DE ESPÍAS, LONGEVOS Y ANTIFASCISTAS

Un periodista detective en la novela de Claudio Invernizzi que celebra la vertiente uruguaya del lenguaje

 

Único en el mundo, un río salado desde cuya orilla nunca se divisa la otra margen si se mira hacia el Este, pero si se otea apenas más hacia el Sur, simétrico e inverso, un mar dulce aparece fogoneado de esporádicos reflejos citadinos que, según los caprichos de la atmósfera, se dejan adivinar. Aquella costa salobre cobija un balneario en verano que, durante los inviernos, se condensa en pueblo. Fundado en los albores del siglo XX por uno que algunos llaman visionario, otros especulador y no pocos con profusión de adjetivos entre ambos extremos, lo cierto es que el hombre dejó su marca. No sólo sobre los siete cerros que protegen el poblado, en el trazado de las calles, en la arquitectura de las primeras construcciones, aún en el famoso gran hotel encargado a un arquitecto francés, como corresponde. El fenotipo del fundador emerge en el rostro, en la parada, en el andar de buena parte de los pobladores, aún de quienes ignoran tamaña procedencia; casi todos.

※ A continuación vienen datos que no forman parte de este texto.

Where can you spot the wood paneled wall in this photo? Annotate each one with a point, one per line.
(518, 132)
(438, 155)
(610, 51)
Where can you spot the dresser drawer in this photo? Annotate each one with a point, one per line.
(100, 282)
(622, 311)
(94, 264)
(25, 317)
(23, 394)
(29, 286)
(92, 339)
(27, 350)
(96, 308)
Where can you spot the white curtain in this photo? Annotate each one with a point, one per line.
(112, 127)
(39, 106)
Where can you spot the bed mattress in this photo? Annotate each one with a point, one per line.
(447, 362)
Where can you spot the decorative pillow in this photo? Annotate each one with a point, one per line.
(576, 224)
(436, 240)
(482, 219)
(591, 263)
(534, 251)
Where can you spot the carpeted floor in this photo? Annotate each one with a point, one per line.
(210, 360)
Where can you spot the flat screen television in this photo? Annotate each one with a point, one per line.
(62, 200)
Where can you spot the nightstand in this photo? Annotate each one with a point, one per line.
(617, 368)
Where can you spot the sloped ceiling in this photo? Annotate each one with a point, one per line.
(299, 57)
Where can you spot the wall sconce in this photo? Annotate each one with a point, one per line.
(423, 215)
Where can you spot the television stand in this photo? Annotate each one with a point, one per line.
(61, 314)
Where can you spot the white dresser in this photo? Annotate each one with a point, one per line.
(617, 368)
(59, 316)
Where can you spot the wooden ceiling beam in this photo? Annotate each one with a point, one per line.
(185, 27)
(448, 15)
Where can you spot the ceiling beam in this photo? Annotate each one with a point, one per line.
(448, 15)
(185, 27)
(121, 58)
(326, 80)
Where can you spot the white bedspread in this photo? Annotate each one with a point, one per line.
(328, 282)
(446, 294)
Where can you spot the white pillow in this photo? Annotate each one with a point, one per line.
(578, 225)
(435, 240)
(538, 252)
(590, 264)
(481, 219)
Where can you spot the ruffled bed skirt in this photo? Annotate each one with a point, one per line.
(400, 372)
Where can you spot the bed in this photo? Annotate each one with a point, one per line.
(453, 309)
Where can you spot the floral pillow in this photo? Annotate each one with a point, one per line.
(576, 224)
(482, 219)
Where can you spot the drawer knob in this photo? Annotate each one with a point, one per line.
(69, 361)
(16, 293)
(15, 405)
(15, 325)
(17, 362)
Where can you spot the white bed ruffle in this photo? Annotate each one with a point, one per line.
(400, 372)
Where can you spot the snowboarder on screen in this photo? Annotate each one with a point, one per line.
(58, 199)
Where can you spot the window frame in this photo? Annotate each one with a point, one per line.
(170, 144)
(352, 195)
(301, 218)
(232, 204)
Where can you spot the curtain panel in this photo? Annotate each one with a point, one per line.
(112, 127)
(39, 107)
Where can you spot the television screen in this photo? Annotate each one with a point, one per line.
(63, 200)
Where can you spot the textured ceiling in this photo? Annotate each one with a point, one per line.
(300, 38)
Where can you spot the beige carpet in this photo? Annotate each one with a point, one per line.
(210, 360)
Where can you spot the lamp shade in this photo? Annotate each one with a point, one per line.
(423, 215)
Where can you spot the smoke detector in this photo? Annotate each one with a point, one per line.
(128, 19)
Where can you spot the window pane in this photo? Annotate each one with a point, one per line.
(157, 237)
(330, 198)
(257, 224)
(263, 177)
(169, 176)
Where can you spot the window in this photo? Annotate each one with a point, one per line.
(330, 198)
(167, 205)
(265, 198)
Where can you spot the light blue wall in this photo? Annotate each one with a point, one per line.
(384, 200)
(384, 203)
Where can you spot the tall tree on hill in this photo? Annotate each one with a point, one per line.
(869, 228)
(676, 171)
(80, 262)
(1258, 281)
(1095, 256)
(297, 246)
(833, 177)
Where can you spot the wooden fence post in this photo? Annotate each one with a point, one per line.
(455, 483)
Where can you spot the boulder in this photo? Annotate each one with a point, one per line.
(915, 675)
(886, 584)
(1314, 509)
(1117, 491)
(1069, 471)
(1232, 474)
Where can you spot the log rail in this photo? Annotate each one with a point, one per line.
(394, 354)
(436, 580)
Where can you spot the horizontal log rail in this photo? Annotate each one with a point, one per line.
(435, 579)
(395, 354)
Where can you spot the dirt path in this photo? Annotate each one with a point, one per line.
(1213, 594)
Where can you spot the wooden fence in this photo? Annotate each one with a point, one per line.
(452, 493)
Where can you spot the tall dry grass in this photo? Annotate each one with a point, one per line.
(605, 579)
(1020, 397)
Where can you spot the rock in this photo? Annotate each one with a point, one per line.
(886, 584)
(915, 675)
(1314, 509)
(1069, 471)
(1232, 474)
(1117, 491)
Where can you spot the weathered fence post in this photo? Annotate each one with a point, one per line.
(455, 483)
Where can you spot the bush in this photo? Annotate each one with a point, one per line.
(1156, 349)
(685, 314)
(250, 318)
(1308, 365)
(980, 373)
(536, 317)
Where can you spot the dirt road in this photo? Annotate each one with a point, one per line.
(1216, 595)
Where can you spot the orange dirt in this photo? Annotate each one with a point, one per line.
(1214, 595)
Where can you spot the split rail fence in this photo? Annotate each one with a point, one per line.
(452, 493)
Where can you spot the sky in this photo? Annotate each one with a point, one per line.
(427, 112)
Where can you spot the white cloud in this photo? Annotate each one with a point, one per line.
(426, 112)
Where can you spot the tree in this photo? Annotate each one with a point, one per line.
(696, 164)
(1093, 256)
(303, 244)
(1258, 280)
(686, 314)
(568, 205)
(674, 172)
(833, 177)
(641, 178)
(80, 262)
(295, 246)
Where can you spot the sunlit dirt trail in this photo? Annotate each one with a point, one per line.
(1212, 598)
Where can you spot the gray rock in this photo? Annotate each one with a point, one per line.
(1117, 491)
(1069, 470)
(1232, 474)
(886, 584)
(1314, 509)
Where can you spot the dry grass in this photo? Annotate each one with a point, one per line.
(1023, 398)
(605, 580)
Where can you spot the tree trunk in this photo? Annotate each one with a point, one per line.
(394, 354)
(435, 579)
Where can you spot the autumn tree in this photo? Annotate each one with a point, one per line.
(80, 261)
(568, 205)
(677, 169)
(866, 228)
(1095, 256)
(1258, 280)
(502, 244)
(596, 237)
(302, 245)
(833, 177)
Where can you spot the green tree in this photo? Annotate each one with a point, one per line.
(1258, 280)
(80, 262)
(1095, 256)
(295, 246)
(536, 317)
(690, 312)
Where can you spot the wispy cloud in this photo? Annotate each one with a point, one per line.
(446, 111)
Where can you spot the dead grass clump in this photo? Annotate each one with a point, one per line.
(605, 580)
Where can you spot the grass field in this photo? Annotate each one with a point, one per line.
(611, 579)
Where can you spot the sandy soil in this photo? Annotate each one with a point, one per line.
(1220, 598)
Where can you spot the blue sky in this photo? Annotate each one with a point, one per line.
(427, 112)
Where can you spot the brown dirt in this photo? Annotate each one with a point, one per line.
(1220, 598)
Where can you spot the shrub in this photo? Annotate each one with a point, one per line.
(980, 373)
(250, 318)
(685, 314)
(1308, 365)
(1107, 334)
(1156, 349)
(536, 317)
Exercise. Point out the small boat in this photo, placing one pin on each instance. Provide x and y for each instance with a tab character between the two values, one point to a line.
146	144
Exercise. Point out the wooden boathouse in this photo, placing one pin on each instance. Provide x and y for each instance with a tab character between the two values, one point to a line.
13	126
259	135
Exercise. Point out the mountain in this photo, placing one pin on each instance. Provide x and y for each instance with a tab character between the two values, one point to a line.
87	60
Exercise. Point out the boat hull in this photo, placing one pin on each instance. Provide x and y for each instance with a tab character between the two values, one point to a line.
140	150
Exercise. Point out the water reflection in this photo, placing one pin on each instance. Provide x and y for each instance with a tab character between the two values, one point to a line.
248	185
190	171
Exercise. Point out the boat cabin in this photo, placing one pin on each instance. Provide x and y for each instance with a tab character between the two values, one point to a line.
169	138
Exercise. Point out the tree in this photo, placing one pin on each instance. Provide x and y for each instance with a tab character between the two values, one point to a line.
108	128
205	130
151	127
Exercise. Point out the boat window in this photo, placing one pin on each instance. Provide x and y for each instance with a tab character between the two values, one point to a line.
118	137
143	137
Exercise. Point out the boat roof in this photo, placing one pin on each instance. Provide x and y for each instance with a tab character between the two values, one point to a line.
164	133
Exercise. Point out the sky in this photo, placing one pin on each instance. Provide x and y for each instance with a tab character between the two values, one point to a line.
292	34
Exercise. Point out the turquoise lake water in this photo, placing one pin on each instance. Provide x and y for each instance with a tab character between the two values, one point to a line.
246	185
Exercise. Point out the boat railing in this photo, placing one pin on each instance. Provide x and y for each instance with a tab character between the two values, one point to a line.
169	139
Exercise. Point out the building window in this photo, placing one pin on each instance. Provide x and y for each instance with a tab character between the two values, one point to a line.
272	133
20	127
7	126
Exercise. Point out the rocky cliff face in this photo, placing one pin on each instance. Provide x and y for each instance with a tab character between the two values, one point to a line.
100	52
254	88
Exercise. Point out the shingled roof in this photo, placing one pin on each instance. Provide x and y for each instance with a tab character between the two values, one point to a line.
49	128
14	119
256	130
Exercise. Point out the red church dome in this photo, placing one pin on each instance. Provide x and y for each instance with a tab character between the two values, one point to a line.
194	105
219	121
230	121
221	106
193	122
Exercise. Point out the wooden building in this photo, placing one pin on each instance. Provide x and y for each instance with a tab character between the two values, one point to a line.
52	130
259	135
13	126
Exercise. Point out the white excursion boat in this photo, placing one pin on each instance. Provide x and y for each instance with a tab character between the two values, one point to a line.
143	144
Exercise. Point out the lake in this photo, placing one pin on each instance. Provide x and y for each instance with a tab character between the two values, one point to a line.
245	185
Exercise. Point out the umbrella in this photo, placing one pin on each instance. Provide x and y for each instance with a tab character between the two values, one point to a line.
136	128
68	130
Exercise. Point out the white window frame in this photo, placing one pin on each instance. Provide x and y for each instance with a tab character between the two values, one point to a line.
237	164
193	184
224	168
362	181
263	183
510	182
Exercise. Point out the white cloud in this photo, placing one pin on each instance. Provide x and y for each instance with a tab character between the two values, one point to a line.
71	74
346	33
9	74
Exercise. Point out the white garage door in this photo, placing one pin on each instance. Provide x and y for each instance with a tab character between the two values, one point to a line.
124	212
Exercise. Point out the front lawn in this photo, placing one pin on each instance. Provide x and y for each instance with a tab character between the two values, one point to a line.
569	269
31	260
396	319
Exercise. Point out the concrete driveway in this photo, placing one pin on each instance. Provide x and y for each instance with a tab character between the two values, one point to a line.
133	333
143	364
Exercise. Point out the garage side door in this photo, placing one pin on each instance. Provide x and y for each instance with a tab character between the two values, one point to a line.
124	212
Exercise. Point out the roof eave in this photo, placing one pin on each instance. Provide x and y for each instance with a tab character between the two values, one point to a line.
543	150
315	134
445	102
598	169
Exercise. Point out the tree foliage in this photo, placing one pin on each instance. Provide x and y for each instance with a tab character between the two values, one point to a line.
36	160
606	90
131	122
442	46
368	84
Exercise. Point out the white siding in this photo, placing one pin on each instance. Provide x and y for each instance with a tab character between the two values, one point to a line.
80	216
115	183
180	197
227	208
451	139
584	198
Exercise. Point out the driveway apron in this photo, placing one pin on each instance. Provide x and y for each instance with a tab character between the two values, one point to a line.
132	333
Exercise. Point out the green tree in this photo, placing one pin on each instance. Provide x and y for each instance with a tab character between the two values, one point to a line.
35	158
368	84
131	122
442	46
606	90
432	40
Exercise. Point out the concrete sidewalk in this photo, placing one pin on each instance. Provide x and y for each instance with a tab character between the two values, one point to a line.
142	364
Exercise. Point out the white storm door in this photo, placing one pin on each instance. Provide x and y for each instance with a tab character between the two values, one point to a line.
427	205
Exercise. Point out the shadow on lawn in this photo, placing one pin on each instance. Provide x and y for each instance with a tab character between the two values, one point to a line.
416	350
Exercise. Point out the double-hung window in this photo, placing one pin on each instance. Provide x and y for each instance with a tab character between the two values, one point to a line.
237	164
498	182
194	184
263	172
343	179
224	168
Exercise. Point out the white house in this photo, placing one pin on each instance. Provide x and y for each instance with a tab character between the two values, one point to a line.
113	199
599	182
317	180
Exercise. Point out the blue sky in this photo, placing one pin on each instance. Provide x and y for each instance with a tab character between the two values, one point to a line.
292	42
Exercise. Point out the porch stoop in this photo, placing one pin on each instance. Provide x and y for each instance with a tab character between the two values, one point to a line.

Insignificante vacío en el saber, equivalente al del nombre original del paraje, ya que nada “tiene mayor pronóstico de olvido que un nombre largo. La arrogancia del fundador no le permitió escuchar a sus allegados cuando todos le señalaron que Puerto de la Virgen de los Siete Dolores era un nombre desmesurado tanto para la cartografía como para el recuerdo. Entonces fueron los visitantes los que rebautizaron el lugar y comenzaron a llamarlo Puerto Vírgenes, cuando este contaba con unas pocas casas”. Veraneantes que contagiaban al pueblo aires de ciudad, fantaseaban afincarse, juraban volver y en forma irremediable se diluían junto al estío. Quedaba allí la raleada población permanente, “donde las epopeyas personales y familiares crecían con el tiempo y alcanzaban verdades imposibles de coraje y astucia o, por el contrario, de vergüenza, oprobio o tragedia. Los largos inviernos tejían las redes humanas que terminaban por atrapar a inocentes o culpables, virtuosos o hijos de puta, en una  misma calada”.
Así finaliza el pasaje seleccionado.